The Secretary said that what is most important is knowledge exchange and information sharing at the centre. “The major role would be in interacting with industry and exchanging knowledge so that technologies are deployed. The success of this centre should be judged by the rate at which technologies are deployed in the field. Lastly, once the technologies reach a level of penetration and dissemination, they should be graduated out and we should target new technologies, the Centre should be dynamic, not static.”
The centre consists of three demo halls for the demonstration of technologies for five PAT sectors to begin with, namely Iron & Steel, Cement, Paper, Chlor-Alkali and Textiles. Various energy-efficient technologies such as pre-processing systems for alternative fuels and raw materials, arrangements for feeding alternative fuels and raw materials into the kiln calciner (co-processing) and waste heat recovery systems are displayed in these rooms. The centre also has two lecture halls for training and education activities, such as learning sessions for energy professionals.

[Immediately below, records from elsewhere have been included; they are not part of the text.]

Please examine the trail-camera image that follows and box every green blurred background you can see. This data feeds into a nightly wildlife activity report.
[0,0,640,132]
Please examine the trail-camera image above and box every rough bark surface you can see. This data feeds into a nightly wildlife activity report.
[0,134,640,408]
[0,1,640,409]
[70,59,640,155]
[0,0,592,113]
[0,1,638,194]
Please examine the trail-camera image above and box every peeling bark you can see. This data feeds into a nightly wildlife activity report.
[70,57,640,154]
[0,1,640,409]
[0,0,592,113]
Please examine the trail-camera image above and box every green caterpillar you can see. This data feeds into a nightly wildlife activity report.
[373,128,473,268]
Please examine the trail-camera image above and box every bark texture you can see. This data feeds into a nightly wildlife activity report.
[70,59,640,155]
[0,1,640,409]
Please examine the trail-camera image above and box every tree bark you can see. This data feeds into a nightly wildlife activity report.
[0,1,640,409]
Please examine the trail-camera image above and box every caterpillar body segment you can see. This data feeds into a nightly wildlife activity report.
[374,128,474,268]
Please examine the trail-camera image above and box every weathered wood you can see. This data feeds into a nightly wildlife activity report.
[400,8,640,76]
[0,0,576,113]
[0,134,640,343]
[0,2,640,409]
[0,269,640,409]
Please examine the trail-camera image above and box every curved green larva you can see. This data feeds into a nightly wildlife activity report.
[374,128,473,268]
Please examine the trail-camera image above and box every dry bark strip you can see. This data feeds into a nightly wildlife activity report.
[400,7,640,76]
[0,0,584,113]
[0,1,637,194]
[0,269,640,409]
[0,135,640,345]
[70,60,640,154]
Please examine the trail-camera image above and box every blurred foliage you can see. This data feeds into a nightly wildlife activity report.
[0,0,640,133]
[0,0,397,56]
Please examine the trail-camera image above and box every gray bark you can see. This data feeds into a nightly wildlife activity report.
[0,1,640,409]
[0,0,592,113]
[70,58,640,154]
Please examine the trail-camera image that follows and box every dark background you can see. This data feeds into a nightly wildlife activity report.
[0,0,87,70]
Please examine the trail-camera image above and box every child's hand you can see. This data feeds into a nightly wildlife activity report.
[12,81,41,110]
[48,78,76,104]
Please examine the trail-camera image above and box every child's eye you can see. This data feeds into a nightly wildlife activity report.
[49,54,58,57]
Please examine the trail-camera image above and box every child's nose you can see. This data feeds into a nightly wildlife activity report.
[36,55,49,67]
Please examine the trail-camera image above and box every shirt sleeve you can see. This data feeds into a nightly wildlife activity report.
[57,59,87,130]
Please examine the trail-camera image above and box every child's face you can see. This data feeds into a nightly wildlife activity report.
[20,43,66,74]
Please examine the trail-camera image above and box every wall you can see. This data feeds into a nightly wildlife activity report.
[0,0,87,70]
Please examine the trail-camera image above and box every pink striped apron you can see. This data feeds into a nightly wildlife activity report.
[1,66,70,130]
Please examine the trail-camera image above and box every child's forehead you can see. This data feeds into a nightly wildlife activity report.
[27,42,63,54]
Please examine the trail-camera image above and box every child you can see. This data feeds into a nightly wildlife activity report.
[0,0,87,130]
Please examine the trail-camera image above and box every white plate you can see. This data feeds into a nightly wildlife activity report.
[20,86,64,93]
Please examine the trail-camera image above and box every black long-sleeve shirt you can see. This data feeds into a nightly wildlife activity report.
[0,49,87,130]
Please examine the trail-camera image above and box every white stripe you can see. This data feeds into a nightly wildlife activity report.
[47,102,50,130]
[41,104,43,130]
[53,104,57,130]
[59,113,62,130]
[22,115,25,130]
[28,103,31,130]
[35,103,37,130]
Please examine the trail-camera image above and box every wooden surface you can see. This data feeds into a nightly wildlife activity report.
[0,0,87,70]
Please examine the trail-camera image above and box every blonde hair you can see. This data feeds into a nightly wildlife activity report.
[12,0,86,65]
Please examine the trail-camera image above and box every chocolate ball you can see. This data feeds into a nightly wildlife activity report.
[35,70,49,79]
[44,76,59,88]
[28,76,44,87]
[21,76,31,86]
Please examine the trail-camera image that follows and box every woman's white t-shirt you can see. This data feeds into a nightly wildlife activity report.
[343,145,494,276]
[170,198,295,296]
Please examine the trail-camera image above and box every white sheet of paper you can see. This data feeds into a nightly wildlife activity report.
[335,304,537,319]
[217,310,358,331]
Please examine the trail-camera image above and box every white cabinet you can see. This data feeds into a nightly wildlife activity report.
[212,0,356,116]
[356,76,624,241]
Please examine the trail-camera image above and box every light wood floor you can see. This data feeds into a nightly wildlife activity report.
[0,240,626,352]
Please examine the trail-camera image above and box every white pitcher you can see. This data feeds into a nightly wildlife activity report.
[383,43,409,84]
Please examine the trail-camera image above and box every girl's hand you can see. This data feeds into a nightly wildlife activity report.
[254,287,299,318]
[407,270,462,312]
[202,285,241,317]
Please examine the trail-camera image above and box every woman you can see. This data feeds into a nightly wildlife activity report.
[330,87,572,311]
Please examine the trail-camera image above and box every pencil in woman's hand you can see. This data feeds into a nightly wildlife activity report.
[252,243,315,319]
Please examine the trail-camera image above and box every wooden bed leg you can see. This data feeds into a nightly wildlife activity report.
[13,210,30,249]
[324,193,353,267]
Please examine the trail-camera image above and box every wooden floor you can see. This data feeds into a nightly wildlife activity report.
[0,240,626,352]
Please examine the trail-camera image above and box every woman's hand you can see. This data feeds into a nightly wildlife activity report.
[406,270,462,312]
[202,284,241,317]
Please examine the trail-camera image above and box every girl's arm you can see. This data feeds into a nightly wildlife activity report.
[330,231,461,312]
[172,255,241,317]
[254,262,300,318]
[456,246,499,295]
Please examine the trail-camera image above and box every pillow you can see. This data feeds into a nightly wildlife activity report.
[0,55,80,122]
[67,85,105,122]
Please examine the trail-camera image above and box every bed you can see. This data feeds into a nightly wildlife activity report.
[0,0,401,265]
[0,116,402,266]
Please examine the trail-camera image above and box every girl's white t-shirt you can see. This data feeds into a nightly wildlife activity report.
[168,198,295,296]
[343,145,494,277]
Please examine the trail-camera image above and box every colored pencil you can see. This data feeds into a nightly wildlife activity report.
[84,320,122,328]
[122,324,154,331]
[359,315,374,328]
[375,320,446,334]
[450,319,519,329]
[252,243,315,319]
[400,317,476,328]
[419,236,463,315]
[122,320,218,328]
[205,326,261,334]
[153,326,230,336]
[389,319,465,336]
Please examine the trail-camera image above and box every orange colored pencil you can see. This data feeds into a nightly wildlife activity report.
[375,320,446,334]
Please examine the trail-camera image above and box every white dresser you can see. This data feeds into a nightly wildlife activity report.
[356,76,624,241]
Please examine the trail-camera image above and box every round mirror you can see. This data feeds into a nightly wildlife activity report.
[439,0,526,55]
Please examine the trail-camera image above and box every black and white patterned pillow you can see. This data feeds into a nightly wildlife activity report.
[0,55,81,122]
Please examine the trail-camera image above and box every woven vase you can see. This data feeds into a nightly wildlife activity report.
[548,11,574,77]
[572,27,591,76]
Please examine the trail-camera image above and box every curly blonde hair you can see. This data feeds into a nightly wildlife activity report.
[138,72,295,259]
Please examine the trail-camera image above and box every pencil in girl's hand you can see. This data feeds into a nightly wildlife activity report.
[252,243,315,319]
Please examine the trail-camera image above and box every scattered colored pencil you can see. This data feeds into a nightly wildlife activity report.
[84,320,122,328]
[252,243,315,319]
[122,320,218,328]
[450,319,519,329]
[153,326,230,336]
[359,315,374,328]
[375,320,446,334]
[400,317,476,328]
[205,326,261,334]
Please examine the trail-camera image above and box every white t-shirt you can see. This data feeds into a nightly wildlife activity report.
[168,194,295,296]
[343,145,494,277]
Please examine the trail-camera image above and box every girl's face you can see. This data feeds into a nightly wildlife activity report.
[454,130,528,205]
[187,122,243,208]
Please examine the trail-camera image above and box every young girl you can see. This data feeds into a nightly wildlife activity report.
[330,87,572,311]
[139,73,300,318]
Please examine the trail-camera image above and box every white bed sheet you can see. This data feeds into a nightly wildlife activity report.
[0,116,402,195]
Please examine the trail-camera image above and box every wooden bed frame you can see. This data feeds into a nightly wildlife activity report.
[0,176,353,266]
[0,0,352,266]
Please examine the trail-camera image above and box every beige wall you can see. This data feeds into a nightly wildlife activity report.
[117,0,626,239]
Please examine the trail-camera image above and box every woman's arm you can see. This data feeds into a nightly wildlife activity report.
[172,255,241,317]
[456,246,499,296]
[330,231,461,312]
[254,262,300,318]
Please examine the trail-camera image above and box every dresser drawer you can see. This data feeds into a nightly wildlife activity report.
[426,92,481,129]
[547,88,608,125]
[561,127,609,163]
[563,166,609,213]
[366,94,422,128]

Under the guidance of BEE, the Centre will undertake collaboration and technology transfer on advanced technologies with institutes across the world. BEE would collaborate with various research institutions such as the Indian Institutes of Technology (IITs), the National Council for Cement and Building Materials (NCCBM), the Central Pulp & Paper Research Institute (CPPRI), the National Institute of Secondary Steel Technology (NISST), Jawaharlal Nehru Aluminium Research Development and Design Centre (JNARDDC), South India Textile Research Association (SITRA) and Northern India Textile Research Association (NITRA), etc., for carrying out research activities at the centre, which could, in turn, be demonstrated in plants after successful completion of R&D projects.
The Centre will also operate as a Regional Hub for conducting Research and Development activities for clean energy technologies in identified sectors (other energy-intensive sectors will be included subsequently). Emerging technologies such as Carbon Capture, Usage and Storage (CCUS) can be developed for the decarbonization of these sectors. When fully functional, it will have state-of-the-art facilities for networking, conferencing, training, and information dissemination on energy-efficient technologies.